While Ladysmith Days may be at the forefront of a lot of people’s minds, keep in mind there is a lot of stuff going on in the coming weeks.
From the Bluegrass Extravaganza in Chemainus and British Car Show at Transfer Beach on July 16 and 17 respectively, to the numerous outdoor concerts and markets, there is no shortage of things to do.
While we are on the subject of festivals, it was brought up at a recent council meeting people are still bringing their dogs to local festivals. This is a no-no by the city’s standards, so this is your reminder to please leave Fido at home when you head out for a day of fun in the sun.

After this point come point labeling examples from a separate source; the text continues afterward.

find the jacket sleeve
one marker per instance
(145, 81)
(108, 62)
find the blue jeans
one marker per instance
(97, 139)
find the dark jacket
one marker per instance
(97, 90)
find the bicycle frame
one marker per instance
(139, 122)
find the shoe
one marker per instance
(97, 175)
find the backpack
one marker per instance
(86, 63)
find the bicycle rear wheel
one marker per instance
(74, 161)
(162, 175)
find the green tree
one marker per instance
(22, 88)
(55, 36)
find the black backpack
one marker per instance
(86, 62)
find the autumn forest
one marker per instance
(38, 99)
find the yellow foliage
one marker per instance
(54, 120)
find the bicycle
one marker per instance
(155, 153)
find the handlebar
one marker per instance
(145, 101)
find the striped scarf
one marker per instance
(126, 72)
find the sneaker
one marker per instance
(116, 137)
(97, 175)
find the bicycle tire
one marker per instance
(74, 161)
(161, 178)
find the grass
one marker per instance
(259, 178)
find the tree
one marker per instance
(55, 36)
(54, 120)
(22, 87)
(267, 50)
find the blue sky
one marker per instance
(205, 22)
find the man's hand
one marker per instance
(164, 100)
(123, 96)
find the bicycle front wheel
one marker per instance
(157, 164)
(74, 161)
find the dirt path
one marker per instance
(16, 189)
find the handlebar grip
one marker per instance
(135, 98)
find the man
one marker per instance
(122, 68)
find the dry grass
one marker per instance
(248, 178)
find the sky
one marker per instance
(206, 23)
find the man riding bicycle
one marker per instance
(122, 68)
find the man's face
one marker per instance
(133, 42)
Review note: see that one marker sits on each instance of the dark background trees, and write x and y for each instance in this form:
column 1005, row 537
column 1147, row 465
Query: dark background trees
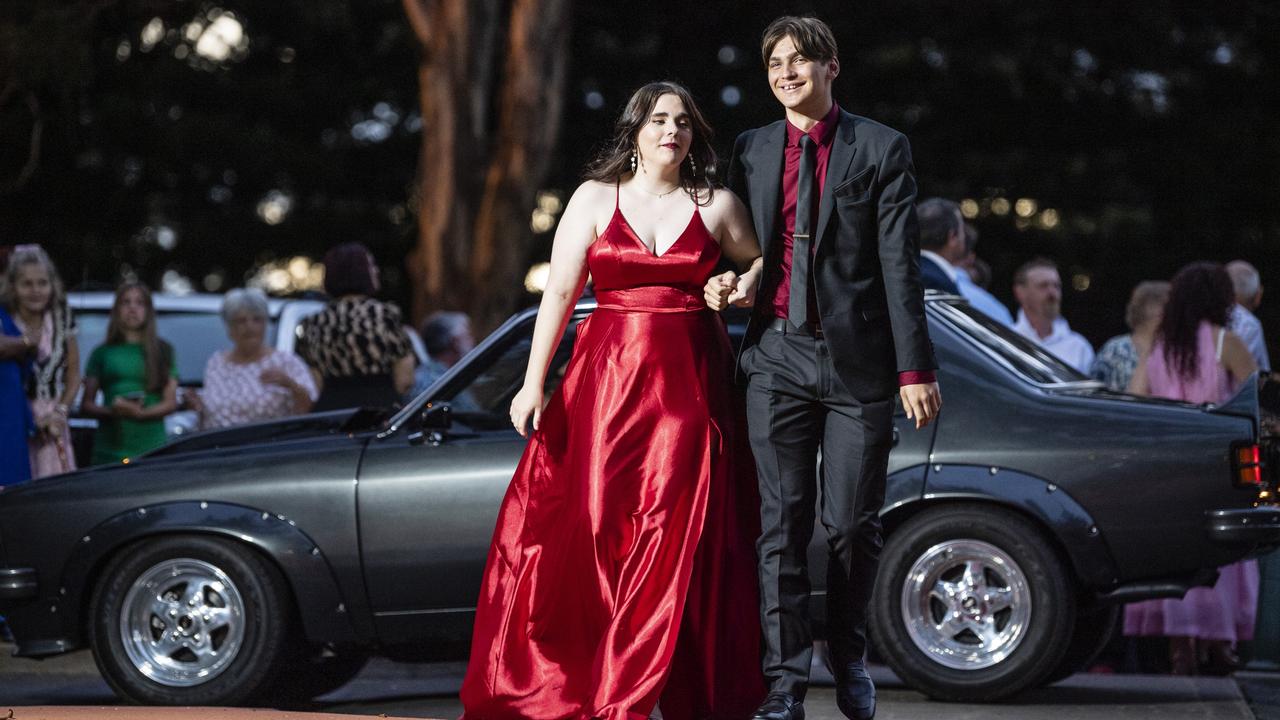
column 1142, row 136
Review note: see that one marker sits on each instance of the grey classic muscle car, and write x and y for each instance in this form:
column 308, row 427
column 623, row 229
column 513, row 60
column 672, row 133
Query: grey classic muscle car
column 269, row 561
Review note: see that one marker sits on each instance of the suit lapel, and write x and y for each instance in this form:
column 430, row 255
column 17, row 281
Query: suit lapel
column 837, row 169
column 766, row 182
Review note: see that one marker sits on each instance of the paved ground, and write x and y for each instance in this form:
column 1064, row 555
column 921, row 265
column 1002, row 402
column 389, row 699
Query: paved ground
column 430, row 691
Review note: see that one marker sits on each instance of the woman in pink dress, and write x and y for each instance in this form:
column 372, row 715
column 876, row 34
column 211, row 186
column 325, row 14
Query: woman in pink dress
column 252, row 381
column 1196, row 359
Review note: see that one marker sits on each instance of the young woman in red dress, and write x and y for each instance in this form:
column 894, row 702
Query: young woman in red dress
column 622, row 570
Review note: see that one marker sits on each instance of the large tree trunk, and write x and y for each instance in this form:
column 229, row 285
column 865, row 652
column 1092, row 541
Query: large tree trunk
column 478, row 177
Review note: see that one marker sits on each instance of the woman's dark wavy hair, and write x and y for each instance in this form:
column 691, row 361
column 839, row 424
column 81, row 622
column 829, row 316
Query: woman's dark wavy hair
column 613, row 162
column 1201, row 291
column 156, row 354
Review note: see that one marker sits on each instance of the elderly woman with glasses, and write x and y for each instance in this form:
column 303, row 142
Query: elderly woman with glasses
column 252, row 381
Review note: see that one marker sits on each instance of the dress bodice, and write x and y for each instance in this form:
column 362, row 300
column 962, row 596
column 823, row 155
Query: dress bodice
column 629, row 276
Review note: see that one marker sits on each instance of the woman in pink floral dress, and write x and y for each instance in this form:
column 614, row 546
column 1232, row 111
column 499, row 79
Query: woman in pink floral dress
column 1197, row 359
column 252, row 381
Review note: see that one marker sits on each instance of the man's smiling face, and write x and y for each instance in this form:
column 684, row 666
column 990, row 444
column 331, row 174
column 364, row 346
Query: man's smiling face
column 799, row 82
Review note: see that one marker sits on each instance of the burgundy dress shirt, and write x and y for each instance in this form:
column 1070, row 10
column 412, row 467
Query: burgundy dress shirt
column 780, row 295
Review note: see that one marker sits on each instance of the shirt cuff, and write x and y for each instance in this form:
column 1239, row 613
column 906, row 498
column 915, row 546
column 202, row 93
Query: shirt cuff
column 915, row 377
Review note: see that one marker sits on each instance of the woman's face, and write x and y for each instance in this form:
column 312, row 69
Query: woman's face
column 666, row 136
column 33, row 288
column 132, row 309
column 1152, row 315
column 247, row 331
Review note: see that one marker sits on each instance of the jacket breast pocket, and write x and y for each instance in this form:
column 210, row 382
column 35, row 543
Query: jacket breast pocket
column 856, row 188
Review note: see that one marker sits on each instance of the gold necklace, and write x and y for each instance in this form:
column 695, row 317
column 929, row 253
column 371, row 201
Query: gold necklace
column 661, row 195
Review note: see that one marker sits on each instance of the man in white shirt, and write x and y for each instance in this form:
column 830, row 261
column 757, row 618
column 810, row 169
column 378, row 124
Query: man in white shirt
column 976, row 294
column 944, row 244
column 1038, row 290
column 1242, row 320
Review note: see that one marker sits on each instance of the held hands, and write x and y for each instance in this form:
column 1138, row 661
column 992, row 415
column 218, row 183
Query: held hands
column 528, row 402
column 922, row 402
column 730, row 288
column 720, row 288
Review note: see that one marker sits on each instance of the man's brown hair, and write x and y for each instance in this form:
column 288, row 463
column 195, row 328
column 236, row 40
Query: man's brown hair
column 812, row 37
column 1020, row 274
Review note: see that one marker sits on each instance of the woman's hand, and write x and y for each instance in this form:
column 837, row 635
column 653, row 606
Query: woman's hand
column 748, row 285
column 275, row 377
column 528, row 402
column 128, row 409
column 191, row 400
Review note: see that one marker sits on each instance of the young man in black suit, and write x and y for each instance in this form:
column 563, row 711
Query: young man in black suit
column 839, row 328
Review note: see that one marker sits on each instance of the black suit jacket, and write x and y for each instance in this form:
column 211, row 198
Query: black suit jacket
column 867, row 259
column 936, row 278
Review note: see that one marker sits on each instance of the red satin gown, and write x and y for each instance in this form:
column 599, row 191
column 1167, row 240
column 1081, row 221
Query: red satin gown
column 622, row 569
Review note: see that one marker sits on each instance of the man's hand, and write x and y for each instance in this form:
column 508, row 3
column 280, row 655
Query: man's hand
column 922, row 402
column 129, row 409
column 744, row 294
column 275, row 377
column 720, row 288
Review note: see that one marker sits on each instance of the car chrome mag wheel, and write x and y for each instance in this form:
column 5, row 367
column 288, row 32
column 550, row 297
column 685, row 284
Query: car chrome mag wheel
column 965, row 604
column 182, row 623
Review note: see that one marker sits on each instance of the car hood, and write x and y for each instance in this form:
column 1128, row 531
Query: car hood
column 338, row 422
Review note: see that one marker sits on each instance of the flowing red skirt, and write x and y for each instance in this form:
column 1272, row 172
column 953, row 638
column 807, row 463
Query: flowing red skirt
column 622, row 569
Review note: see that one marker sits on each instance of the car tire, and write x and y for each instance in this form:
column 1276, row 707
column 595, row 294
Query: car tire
column 190, row 620
column 972, row 604
column 1095, row 627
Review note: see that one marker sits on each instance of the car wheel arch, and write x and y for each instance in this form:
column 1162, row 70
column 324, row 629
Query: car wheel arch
column 1052, row 510
column 287, row 547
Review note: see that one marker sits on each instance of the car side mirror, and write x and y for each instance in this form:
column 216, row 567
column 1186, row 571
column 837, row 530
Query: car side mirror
column 435, row 419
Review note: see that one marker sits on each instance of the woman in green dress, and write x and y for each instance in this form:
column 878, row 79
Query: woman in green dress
column 136, row 372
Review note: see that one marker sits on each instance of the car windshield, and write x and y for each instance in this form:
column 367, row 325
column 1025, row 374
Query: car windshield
column 193, row 336
column 1015, row 351
column 480, row 395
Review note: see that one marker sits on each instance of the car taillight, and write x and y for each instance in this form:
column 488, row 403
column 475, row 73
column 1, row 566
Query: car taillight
column 1247, row 466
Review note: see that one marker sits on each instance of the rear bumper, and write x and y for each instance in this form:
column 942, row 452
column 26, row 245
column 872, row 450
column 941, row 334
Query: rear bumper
column 1248, row 525
column 18, row 583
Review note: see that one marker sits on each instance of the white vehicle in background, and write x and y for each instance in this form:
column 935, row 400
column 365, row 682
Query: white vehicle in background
column 193, row 326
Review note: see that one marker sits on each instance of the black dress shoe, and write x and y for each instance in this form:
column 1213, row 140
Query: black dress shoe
column 855, row 693
column 780, row 706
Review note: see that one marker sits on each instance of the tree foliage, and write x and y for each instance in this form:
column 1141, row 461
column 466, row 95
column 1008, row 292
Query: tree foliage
column 1150, row 130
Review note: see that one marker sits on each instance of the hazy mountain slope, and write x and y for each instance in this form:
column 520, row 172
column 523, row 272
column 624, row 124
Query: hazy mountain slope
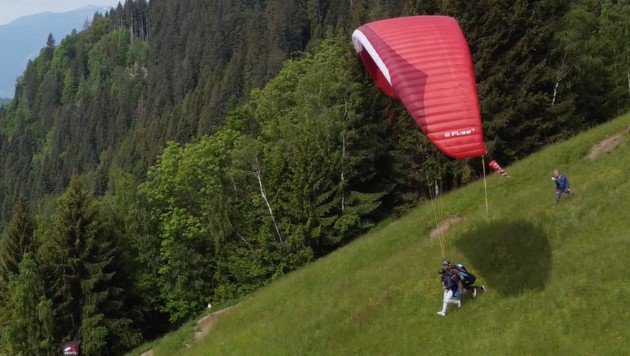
column 22, row 39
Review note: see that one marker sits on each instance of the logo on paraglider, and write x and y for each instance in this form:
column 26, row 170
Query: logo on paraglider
column 459, row 133
column 71, row 348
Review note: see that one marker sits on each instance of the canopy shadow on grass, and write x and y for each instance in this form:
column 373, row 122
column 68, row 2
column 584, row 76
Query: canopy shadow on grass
column 512, row 257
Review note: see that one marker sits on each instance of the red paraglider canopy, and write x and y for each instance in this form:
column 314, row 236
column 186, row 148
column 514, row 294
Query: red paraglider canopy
column 425, row 62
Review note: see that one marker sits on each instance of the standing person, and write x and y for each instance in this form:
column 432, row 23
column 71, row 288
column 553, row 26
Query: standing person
column 562, row 185
column 462, row 278
column 450, row 288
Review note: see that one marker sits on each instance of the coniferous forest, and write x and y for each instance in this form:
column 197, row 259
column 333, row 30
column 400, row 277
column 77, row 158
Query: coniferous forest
column 174, row 153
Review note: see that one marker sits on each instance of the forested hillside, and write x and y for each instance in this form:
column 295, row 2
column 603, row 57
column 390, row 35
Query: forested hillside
column 175, row 153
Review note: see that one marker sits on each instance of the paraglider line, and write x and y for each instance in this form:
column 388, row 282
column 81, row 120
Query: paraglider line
column 485, row 185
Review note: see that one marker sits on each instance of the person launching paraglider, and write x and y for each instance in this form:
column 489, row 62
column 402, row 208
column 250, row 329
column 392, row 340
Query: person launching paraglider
column 450, row 290
column 464, row 279
column 562, row 185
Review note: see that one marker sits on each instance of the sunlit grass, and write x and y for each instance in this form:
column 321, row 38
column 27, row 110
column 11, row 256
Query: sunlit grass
column 556, row 274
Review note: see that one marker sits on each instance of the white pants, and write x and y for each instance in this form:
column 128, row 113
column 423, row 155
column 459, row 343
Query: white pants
column 448, row 295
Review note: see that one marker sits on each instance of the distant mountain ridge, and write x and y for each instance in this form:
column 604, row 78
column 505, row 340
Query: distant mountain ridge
column 23, row 38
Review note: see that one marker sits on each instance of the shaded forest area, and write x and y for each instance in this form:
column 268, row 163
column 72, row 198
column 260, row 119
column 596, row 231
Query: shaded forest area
column 175, row 153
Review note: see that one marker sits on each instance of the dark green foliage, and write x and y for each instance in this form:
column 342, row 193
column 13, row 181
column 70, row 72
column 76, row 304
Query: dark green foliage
column 79, row 260
column 27, row 320
column 16, row 241
column 274, row 156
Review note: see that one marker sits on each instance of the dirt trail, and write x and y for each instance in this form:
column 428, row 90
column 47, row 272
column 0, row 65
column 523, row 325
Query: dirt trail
column 205, row 324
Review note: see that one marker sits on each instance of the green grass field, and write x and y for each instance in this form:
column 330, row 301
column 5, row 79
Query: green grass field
column 555, row 274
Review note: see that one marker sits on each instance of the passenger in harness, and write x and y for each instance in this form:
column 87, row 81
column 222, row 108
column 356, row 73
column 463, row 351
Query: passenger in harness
column 464, row 279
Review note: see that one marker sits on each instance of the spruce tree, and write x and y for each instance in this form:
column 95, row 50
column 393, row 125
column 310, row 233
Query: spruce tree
column 78, row 259
column 28, row 317
column 16, row 241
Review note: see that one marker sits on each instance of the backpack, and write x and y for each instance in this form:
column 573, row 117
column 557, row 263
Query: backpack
column 469, row 278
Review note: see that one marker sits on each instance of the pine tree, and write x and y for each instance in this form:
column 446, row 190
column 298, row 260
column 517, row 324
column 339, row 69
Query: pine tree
column 16, row 241
column 78, row 259
column 28, row 316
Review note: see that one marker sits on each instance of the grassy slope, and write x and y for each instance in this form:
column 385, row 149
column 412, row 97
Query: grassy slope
column 556, row 274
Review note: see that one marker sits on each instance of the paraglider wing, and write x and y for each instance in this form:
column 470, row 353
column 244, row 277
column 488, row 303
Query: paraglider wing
column 425, row 62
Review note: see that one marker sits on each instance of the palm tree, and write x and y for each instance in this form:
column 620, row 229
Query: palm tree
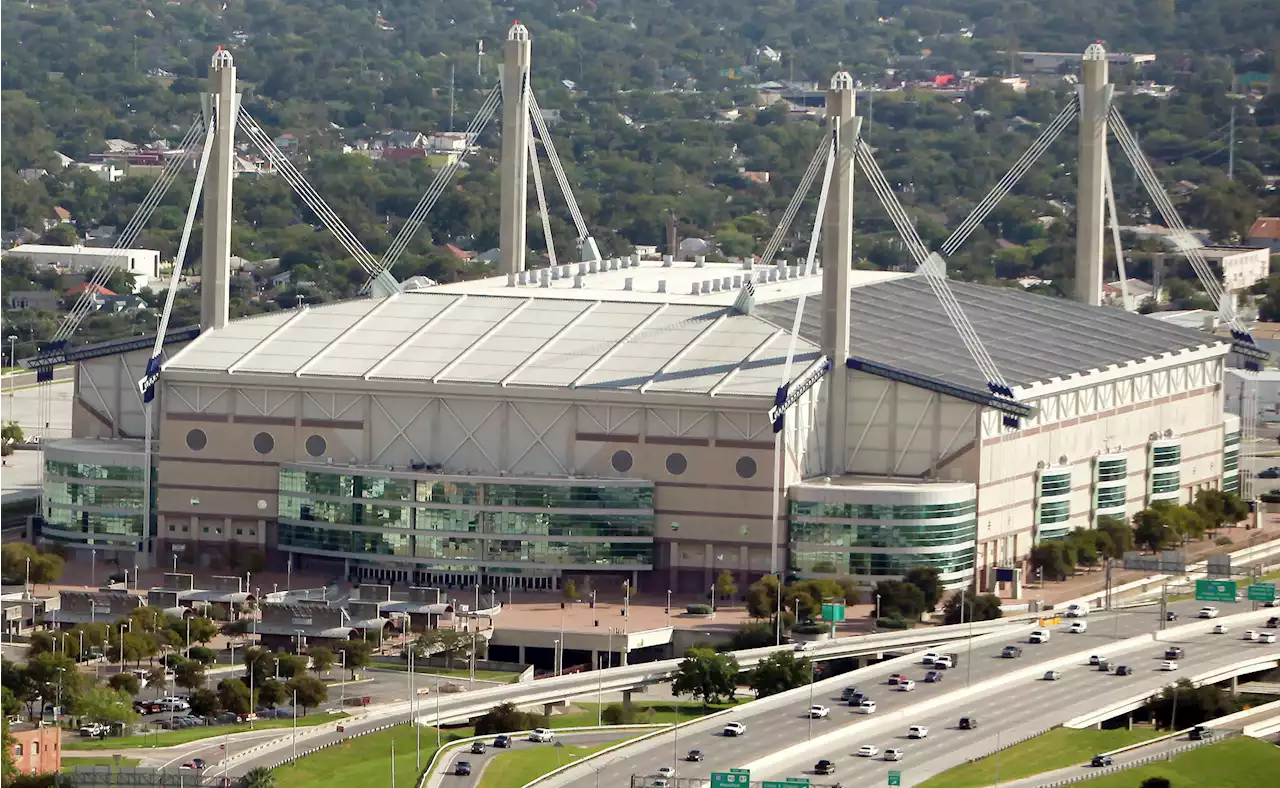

The Town of Ladysmith has released its annual report. It has a lot of insightful information and it highlights what most already know, 2010 was a crazy year for this town in terms of building and infrastructure. Check it out at the town’s website, www.ladysmith.ca under city hall/bylaws, forms, permits and reports. It can be difficult to find, I had trouble, but it is worth the navigation. Hopefully when the town’s new website is launched, it will make it a bit easier.
The report is up for discussion on July 18 at the regular council meeting. And don’t forget the next night is the Town Hall meeting which will offer the chance to address your concerns.
I attended the building of the new Brown Drive Kin Park on July 8. Even at 11:30 a.m. it was nice to see such a great turnout of volunteers willing to lend some muscle and expertise to the park. It also gives you an appreciation of the amount of planning and work that goes in to see a park get built literally from the ground up — through fundraising and building.
Speaking of parks, under less fanfare and attention, the new kids’ park at Forrest Field is in and according to the town’s top good times official Pat Durban, the ground cover should be going in July 12 and ready for play.
I have had to take my kids to the field to photograph Highlanders games and can tell you what an asset it will be to be able to have a place to keep younger kids entertained for 90 minutes.
A copy of Dolphin was dropped off at the Chronicle the other day. For people who don’t know what the Dolphin is, which included me up until last week, it is a magazine dedicated to the men and women of the Coast Guard Auxiliary. Mentioned on the front page is our own Auxiliary Coast Guard. They were commended for their work on the marina society fire back in January.
I know I am being a bit biased, but I love the picture we have on the front page this week. I went to photograph the volunteers building the new park when I heard the two kids struggling behind me. I turned to find them trying to push each other up the rock.
It was a scene that portrayed such childhood innocence that I couldn’t resist. I shot first and asked questions later, eventually finding one of the kid’s mom who gave me both of their names.
It was a great reminder of one of those cardinal rules of photography that carries over to life: Sometimes you have to turn your focus from your work to see the bigger picture.